Kim Dotcom lascia Baboom per il bene del servizio

Il fondatore di Mega e Megaupload dice addio al servizio che ha contribuito a creare e vende tutte le sue azioni. Ecco il perchè.

Baboom aprirà presto i battenti, ma lo farà senza il fondatore Kim Dotcom. Il padre del defunto Megaupload e di Mega, fondatore della startup che a breve lancerà il nuovo servizio di streaming musicale, ha deciso di dire addio alla sua nuova creatura ancora prima di vederle spiccare le ali.

Il motivo è presto detto, confermato dallo stesso Dotcom: lui non è affatto ben visto nell’industria musicale e la sua presenza nella startup, che proprio con l’industria discografica deve stringere accordi per poter esistere, stava trattenendo Baboom dal poter crescere. Da qui la decisione di Kim Dotcom di vendere tutte le sue azioni dell’azienda - possedeva il 45% - e farsi da parte.

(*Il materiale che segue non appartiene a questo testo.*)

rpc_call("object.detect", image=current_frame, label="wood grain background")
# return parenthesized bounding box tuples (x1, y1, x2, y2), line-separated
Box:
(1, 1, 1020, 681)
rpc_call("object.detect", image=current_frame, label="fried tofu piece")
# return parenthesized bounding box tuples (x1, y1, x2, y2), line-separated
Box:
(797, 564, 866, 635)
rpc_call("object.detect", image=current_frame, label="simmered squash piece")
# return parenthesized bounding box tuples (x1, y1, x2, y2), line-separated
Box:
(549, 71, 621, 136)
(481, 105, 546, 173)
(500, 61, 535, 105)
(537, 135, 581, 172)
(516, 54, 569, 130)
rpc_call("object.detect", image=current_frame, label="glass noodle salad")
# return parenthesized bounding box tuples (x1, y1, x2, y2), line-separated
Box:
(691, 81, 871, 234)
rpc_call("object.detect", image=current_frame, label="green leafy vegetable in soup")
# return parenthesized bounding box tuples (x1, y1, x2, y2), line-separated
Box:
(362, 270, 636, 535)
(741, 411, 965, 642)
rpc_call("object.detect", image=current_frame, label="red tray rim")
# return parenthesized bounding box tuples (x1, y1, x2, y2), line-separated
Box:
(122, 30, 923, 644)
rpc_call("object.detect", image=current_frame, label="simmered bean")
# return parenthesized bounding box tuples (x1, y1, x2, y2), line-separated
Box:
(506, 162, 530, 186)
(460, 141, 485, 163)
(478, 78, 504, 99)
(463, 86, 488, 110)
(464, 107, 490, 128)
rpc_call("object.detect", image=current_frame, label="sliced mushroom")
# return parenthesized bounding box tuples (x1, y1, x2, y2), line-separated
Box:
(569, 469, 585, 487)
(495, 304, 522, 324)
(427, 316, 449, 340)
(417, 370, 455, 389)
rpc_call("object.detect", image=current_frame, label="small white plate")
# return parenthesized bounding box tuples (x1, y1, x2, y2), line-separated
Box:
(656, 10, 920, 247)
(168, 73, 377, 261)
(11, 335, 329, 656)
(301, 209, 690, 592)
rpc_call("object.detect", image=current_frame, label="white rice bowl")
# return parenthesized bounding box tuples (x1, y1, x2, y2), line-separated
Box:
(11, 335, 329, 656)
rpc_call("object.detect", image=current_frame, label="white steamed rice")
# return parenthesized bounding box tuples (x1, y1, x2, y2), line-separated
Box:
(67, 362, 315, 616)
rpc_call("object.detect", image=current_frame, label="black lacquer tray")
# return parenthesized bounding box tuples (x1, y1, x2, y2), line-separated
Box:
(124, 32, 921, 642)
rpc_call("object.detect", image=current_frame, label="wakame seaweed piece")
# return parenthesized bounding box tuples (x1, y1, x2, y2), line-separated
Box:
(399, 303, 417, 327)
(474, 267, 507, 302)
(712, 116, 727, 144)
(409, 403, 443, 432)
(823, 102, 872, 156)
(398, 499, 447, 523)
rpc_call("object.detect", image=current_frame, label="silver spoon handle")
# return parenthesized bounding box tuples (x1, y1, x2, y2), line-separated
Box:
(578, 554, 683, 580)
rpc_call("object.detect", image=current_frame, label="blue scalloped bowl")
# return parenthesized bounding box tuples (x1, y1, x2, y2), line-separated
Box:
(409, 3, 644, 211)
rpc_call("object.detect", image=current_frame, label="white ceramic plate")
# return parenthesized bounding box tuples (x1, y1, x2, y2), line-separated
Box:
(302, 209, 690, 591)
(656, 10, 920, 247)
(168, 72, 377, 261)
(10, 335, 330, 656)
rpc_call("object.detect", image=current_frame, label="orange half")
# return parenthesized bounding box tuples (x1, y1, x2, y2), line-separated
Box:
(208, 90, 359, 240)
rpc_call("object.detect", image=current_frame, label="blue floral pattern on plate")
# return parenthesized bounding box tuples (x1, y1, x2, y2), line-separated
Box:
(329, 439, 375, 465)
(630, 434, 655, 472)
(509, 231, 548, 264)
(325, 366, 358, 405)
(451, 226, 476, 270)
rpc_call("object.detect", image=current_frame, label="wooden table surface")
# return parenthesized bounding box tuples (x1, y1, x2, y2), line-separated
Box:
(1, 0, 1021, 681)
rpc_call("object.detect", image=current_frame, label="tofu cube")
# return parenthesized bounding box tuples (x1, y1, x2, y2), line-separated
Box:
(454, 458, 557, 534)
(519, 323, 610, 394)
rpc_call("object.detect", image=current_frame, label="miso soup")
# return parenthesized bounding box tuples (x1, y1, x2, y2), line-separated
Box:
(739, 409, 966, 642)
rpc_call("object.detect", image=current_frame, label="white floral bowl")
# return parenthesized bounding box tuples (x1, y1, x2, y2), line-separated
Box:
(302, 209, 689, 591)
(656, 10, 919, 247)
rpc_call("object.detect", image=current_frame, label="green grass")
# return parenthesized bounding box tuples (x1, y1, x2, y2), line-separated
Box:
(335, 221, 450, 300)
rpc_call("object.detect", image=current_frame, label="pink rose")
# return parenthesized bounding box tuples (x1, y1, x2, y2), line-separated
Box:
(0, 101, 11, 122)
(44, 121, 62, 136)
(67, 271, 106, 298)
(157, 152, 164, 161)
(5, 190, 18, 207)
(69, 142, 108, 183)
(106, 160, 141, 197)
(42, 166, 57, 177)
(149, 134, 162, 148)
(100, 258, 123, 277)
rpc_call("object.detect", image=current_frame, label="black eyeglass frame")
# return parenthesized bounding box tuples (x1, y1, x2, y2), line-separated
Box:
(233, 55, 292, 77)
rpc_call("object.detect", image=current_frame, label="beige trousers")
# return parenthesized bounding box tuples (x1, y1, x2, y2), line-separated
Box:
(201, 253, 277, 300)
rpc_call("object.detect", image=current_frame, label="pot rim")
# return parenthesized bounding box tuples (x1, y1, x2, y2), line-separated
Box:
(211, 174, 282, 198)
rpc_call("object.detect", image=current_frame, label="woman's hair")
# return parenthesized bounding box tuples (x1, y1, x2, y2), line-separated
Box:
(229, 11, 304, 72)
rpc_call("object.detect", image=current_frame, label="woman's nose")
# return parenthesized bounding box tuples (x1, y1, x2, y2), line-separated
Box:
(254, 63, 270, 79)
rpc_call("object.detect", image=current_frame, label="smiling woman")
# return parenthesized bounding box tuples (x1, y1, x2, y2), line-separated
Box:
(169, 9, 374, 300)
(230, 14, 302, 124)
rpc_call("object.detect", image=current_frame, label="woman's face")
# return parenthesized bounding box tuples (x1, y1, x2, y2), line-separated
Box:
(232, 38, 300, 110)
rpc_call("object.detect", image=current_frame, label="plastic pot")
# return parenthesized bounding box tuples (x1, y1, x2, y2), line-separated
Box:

Baboom, una sorta di Spotify che incontra iTunes, è stato già lanciato in modo silenzioso all’inizio del 2014, ma nei primi mesi del 2015 è in programma il lancio in grande stile, in una versione riveduta e corretta, pronta a esplodere e tentare di imporsi sul mercato.

Ora che Dotcom non ha più alcun collegamento con l’azienda, Baboom potrebbe riuscire a coinvolgere anche gli artisti che, capite le potenzialità del servizio, non volevano salire a bordo per via della presenza del discusso fondatore di Megaupload.

Riuscirà Baboom, il cui obiettivo è quello di mettere da parte le etichette discografiche e creare un collegamento diretto tra gli artisti e i fan, a imporsi nel già vasto universo dei servizi di streaming musicale? Lo scopriremo nel corso dei prossimi mesi.